Before the inevitable conflict and sacrifices that must come, Atom visits two people, important to him and the story. He visits Brau who immediately recognizes the change in Atom. "You appear to have grown up. You have... a heart." Then he visits Helena, lost in the world, going through the motions of life, alone in her grief. What transpires is one of the story's most heartbreaking moments in a series predicated on loss and heartbreak. And just as heartbreaking, we finally see the genesis of Gesicht's hate. Robots cannot lie, yet Atom does here, not telling Helena of where Gesicht's hate came from, or the mystery of the missing time of her past, just of the love Gesicht had for her, the love that in the end transformed him. Because in the end, love is more powerful than hate.
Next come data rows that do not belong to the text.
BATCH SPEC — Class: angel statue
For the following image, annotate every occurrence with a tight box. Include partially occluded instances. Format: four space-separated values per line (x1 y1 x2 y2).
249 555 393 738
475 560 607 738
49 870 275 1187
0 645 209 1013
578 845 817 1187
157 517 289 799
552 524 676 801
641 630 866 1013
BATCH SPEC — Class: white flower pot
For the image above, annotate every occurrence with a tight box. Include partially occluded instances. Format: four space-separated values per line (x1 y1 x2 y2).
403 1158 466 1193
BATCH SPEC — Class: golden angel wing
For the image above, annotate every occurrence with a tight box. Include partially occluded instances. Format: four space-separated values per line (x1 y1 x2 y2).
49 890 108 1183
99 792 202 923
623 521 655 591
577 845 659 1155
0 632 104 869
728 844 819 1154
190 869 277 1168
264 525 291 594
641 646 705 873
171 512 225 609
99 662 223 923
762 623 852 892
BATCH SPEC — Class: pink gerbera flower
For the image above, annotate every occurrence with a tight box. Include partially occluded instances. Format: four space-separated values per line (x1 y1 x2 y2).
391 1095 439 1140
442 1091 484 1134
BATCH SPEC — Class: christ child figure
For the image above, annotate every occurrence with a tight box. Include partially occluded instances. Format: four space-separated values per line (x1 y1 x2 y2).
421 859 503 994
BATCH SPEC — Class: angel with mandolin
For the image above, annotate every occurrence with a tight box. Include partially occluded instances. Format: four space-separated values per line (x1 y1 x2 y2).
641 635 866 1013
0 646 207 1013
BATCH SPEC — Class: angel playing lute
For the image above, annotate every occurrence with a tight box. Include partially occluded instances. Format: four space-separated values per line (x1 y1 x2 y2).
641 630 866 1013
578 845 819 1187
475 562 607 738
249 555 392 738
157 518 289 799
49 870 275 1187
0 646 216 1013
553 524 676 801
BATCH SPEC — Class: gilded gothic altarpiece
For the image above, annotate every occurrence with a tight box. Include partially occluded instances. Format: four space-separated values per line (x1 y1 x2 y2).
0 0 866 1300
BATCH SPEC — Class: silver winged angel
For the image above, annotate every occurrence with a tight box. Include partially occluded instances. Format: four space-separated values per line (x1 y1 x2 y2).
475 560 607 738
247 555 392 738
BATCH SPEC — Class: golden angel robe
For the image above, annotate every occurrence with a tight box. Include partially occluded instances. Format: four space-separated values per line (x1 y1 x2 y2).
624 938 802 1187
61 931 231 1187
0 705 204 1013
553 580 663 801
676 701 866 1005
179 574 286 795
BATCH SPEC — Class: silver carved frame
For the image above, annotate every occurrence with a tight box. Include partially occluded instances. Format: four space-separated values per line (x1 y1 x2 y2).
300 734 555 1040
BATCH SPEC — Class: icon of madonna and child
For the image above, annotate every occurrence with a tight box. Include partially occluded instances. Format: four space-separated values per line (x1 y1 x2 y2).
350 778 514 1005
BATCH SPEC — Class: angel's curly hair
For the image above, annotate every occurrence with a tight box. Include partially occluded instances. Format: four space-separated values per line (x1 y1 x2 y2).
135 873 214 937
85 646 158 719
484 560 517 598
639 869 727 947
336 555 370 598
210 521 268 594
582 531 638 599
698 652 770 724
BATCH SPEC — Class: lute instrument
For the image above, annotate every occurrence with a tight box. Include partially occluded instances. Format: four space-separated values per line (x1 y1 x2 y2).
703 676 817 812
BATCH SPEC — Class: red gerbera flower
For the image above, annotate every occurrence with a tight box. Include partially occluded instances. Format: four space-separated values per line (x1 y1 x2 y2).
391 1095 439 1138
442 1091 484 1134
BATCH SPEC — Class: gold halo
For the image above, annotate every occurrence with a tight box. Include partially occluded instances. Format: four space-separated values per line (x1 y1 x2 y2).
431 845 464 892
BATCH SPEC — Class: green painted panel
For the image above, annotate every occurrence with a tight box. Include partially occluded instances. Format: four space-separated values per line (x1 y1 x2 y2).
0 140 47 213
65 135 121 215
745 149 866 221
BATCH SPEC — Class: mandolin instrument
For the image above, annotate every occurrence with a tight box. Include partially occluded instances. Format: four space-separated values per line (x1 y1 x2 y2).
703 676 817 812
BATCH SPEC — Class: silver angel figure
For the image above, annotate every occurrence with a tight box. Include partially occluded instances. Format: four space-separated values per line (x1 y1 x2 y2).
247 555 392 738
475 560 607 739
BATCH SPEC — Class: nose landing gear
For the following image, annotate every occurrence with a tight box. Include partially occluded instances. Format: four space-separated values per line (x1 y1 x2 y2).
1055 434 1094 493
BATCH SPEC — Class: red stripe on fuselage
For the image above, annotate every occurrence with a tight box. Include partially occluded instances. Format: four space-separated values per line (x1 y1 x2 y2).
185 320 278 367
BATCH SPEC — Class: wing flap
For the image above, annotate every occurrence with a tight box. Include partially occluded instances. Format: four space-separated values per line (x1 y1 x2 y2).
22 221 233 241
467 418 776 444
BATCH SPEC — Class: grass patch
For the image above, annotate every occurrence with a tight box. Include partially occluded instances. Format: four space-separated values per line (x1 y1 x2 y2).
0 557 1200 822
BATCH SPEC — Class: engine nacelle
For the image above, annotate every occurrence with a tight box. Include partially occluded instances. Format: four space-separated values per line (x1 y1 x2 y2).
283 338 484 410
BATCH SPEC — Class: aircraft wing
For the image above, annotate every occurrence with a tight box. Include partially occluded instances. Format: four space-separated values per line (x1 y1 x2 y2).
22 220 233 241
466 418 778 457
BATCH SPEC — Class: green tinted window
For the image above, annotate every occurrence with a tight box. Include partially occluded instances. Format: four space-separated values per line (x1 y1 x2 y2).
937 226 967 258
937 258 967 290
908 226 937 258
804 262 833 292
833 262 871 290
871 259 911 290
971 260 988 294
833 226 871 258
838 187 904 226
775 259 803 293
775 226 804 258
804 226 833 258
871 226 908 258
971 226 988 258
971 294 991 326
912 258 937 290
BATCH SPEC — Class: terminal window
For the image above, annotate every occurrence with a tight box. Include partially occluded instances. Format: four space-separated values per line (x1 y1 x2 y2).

In the end, the final battle becomes about overcoming nature, be it the darkness that exists in all of us or the programming and orders given to a tortured soul. Urasawa's art throughout this last volume is frankly astonishing. His depictions of human emotion and suspenseful character drama are matched by his world-shattering battle sequences, quiet moments of pain and loss and explosive action. The quiet of Volume 7 is the calm before the storm of Volume 8.

This is a story about the transformative power of loss. It is about the darkest aspects of our nature that makes us human. It is about the evils of war and the scars of war that echo down through the years. It is about the subjective reality of memory. It is a story of evolution and change and becoming human through trial and pain. And it is about the power of love to break the cycle of hate, the beauty within to overcome the darkness.